Tinggal satu rumah bersama Frans membuatku bersemangat,
Bersemangat bangun pagi, karena bisa ikut menemaninya olah raga, bersemangat berangkat kuliah karena bisa berangkat
Bersama dengannya, hidupku terasa bersemangat jika ada Frans.
Kami sama –sama masih menempuh pendidikan di salah satu perguruan Negeri di Depok jawa barat.
Aku selalu mengekor kemanapun ia pergi, dimana ada dia di situ ada aku, aku seperti bayangannya untuknya.
Kalau di tanya apa ia tergangu atau marah?

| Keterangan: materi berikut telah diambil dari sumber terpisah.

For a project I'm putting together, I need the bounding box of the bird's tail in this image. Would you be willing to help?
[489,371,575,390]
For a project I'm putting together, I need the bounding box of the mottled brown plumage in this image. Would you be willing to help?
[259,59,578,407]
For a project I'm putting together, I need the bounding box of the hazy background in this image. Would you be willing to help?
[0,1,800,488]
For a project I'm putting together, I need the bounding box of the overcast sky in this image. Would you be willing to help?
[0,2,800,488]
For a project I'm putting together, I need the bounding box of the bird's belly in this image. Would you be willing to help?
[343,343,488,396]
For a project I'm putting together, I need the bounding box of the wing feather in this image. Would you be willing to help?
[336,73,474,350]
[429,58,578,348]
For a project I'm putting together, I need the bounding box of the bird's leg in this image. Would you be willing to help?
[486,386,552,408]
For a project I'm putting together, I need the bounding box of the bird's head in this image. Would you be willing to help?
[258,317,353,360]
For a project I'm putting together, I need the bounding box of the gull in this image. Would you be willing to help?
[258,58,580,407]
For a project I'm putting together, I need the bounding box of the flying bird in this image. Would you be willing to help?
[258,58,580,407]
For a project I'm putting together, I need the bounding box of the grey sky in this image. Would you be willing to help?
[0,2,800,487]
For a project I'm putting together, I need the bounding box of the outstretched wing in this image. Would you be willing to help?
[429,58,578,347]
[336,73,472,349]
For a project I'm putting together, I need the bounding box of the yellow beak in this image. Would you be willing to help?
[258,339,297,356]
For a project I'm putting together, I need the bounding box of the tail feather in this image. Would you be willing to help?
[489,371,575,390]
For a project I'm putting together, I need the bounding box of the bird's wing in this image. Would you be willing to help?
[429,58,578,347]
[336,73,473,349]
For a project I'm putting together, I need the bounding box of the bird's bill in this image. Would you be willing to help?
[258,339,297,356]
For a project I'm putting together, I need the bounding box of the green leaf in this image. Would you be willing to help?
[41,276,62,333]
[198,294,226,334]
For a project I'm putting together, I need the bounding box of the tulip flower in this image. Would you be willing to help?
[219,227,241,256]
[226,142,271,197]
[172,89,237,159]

Jawabannya sudah pasti” Iya”
Tapi ia sudah terbiasa dengan segala tingkah dan kelakuanku, aku selalu menempel pada Frans, bak permen karet
Awalnya sih ia risih dan selalu mengusirku, karena ia bilang malu sama teman- temanya, setiap kali mengusirku dengan paksa, aku akan mengadu pada maminya Frans.
Di rumah ia akan di omelin dan di potong uang saku akhirnya ia lelah membiarkanku mengekorinya.
*
“Duduklah Fai” nanti juga datang panggil mami yang terlihat santai.
Mereka sudah terbiasa dengan diriku dan segala tingkahku, tante dan o, duduk bersantai di ruangan tamu, mencicipi cemilan yang aku hidangkan
Walau kami tinggal dalam satu rumah, maksudku satu atap, dengan Frans, tidak lantas hubungan kami menjadi dekat. Ia terkadang memiliki sikap yang tidak mudah di tebak. Terkadang perhatian, membuat siapapun yang dekatnya akan salah paham
Tapi aa terkadang menjadi sangat dingin melebihi dinginnya balok Es.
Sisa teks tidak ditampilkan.